O principal objetivo da condecoração é devolver o protagonismo, visibilizar a dedicação e luta travada pelas mulheres premiadas e o legado deixado por cada uma delas. “Sou de Jauá, moro há 50 anos em Vila de Abrantes e a minha vida toda foi dedicada à educação e projetos sociais. Estou muito feliz e orgulhosa por receber esse prêmio e parabenizo a Prefeitura por essa iniciativa”, declarou a professora Hilda Costa, acompanhada pelo filho e neta, Acivaldo Costa e Isabelly Costa, respectivamente.

O evento foi definido como gratificante pela professora e escritora, Asenete Franco. “Sou filha de Abrantes, assim como meus pais. Ser reconhecida na minha cidade natal é motivo de muita gratidão. Esses são os frutos da minha história como educadora, militante antirracista, ativista dos direitos humanos, sobretudo em favor das mulheres, e candomblecista. Se estou aqui hoje, é graças ao meu alicerce ancestral. Tem um provérbio africano que diz que se você não sabe para onde vai, ao menos saiba de onde você vem e eu sei de onde eu vim”, finalizou.

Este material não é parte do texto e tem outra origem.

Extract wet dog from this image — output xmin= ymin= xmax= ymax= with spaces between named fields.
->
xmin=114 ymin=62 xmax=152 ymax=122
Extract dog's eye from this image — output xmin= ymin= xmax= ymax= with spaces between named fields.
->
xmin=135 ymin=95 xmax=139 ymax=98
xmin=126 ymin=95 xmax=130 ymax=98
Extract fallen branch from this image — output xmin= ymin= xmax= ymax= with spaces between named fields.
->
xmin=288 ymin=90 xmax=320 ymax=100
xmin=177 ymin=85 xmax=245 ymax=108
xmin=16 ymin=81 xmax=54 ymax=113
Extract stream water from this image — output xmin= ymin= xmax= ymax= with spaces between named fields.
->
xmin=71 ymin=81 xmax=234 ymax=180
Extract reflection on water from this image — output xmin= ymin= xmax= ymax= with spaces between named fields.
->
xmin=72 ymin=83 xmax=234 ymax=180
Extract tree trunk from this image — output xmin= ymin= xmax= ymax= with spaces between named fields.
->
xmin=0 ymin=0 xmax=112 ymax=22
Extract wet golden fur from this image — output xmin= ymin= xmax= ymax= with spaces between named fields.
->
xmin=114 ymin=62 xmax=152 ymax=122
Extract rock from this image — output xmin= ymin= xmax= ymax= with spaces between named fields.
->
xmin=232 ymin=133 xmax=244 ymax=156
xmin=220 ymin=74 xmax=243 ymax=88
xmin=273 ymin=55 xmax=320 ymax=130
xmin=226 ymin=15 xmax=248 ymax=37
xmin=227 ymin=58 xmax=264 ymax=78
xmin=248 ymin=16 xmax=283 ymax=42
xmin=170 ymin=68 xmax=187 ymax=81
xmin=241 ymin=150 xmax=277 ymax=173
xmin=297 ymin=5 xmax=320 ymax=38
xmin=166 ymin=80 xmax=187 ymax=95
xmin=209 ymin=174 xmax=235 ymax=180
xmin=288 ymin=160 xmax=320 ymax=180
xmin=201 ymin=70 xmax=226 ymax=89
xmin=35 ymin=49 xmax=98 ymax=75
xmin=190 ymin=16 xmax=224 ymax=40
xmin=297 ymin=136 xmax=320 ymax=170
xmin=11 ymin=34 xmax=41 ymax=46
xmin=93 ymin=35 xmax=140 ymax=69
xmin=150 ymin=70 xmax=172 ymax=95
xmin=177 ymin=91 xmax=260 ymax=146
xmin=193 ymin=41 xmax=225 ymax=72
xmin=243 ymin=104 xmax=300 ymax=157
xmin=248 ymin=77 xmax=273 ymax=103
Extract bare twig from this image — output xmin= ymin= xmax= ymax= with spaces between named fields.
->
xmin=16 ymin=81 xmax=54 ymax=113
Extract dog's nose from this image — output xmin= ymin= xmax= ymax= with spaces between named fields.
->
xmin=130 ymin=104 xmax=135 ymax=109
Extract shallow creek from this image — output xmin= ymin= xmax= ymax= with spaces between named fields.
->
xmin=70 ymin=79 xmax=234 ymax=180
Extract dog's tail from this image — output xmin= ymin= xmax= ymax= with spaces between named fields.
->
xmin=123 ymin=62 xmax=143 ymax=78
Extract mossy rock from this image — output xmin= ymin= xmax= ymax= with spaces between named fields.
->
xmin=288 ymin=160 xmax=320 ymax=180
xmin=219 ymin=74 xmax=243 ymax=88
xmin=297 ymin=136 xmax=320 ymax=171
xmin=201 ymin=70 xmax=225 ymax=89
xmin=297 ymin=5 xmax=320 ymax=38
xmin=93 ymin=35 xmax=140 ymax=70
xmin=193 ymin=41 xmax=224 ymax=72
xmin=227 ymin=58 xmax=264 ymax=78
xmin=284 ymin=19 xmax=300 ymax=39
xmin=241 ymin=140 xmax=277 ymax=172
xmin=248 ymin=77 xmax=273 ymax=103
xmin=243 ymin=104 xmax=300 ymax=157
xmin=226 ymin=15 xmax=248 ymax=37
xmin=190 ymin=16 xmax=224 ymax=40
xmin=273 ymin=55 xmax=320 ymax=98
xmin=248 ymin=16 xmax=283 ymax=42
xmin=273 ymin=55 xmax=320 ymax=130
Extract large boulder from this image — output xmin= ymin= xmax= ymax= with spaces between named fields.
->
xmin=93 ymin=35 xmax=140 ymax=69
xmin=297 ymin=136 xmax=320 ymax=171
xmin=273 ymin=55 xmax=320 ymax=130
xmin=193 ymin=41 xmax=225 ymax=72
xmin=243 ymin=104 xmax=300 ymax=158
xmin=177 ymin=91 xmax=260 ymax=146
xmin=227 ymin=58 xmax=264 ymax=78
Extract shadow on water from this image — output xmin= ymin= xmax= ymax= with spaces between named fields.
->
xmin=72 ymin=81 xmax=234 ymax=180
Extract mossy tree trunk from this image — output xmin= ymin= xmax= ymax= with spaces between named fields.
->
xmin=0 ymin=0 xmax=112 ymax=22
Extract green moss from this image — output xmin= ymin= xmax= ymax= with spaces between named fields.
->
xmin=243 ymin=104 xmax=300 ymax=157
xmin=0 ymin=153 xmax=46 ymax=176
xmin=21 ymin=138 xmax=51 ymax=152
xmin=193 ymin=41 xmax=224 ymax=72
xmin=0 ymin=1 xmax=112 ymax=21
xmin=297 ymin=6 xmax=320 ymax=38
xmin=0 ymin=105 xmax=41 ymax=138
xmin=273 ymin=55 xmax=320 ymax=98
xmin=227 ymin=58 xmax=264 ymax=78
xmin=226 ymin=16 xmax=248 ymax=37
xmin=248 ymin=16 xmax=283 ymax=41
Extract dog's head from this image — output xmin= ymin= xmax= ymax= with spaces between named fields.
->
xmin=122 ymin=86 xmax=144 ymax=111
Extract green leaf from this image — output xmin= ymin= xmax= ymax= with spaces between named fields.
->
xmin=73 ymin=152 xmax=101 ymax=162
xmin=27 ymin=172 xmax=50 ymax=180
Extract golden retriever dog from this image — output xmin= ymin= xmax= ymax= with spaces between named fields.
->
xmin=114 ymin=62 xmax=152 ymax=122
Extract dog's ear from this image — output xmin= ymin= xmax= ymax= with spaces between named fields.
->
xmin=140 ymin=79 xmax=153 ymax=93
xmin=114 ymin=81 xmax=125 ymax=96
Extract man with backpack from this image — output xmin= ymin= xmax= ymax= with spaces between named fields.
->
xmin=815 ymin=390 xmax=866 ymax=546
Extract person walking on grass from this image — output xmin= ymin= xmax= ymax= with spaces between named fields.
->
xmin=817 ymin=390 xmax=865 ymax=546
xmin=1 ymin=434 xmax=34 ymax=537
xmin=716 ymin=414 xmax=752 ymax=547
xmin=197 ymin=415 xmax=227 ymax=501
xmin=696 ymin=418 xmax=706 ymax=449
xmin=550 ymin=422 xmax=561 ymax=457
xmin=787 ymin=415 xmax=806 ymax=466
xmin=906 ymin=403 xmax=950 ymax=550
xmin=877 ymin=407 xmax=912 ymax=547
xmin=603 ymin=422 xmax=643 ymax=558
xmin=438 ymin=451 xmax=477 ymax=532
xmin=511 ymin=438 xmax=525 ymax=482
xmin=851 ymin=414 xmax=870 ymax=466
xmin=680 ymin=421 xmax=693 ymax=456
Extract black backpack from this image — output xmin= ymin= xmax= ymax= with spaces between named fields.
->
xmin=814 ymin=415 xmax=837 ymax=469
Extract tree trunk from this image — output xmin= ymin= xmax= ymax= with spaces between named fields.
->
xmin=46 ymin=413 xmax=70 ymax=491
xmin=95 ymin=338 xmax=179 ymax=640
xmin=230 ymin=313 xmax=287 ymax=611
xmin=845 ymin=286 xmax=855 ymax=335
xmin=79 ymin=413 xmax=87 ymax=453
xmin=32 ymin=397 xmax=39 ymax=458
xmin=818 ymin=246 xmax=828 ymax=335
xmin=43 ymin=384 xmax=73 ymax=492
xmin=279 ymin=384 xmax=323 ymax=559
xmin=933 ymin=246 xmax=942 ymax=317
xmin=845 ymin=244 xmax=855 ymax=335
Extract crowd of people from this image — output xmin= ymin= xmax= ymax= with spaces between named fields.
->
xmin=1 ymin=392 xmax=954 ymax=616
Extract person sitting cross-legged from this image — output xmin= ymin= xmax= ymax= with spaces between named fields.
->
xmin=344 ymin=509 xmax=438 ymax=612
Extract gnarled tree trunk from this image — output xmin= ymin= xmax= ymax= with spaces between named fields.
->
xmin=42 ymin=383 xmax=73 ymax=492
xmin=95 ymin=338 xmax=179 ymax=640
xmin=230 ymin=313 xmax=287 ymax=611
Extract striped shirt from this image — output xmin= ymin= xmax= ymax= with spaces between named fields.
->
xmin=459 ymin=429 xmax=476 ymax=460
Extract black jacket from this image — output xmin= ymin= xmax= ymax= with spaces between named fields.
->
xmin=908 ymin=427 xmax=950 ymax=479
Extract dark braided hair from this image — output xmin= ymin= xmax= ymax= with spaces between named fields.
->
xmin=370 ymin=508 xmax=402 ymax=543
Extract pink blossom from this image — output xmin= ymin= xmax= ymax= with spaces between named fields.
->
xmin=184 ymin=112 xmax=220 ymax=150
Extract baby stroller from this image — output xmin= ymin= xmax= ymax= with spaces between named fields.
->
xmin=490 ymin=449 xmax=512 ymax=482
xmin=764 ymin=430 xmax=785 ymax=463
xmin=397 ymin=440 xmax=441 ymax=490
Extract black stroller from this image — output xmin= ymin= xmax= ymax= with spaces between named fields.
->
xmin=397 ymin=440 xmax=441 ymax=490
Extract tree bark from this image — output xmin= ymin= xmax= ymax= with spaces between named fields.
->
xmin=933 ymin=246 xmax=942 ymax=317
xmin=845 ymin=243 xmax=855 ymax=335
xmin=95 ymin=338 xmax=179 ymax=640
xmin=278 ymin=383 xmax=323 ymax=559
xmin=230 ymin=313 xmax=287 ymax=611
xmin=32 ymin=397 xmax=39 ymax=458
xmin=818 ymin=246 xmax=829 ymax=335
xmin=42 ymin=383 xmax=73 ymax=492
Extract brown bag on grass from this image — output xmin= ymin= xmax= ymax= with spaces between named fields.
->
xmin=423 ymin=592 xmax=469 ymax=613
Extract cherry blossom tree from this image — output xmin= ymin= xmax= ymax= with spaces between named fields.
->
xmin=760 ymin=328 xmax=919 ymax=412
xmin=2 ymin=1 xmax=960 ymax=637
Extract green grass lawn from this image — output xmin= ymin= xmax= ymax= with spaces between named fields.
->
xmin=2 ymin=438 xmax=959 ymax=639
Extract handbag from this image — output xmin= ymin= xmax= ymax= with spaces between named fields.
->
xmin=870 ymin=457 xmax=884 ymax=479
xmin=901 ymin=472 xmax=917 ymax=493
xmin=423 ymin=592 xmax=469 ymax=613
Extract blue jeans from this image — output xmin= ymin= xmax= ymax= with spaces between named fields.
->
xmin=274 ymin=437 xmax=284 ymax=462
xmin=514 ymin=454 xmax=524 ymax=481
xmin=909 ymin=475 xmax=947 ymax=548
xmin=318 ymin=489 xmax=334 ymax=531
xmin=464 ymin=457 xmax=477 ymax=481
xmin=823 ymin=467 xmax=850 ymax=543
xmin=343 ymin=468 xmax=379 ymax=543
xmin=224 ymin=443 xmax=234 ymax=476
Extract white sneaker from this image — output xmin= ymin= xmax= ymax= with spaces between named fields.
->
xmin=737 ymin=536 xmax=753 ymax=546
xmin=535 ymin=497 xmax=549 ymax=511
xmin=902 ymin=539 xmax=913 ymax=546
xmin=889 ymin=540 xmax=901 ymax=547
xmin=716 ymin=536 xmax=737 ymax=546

A noite foi de emoção, mas também de saudades para Aris Batista, que recebeu a premiação póstuma, em nome da mãe Cizina Batista, mais conhecida como Doradinha, falecida há 14 anos. “Minha mãe lutou a vida toda, criou nove filhos sozinha, lavando roupa de ganho. Não tem quem não saiba quem foi ela, na comunidade. Eu também sou lavadeira e agradeço por ter me ensinado uma profissão. Queria muito que ela estivesse aqui, mas sei que de onde ela estiver está vendo esse reconhecimento”, revelou.

A cerimônia foi aberta e abrilhantada pela apresentação de alunas do curso de balé do CETIVA, comandado pela professora Debora Santana.

O evento encerrou as diversas atividades que compuseram a programação da pasta, em alusão ao Julho das Pretas. Criado em 2013, a mobilização política e social celebra o Dia Internacional da Mulher Negra Latino-Americana e Caribenha, comemorado em 25 de julho, data que, no Brasil, também é celebrado o Dia Nacional de Tereza de Benguela e da Mulher Negra. A iniciativa busca dar visibilidade à luta contra o racismo, o sexismo e outras formas de discriminação, além de valorizar as contribuições históricas, sociais, culturais e políticas das mulheres negras.

INSPIRAÇÃO

O nome da premiação é inspirado em Dandara dos Palmares, uma das mais importantes referências da luta do povo negro no Brasil. Símbolo de coragem, liderança e resistência, Dandara representa a força das mulheres que enfrentam desafios cotidianos e seguem construindo caminhos de dignidade, justiça e igualdade para as futuras gerações. Assim como Dandara, as homenageadas são pilares que sustentam Vila de Abrantes, mantendo viva a cultura, educando as gerações e buscando um futuro com mais equidade.

A intenção é de que, a partir desta primeira edição, o prêmio integre o calendário oficial de eventos do município, consolidando-o como uma importante ação de valorização da memória, representatividade e protagonismo feminino negro, em Camaçari, fortalecendo referências e reafirmando a riqueza da diversidade cultural local.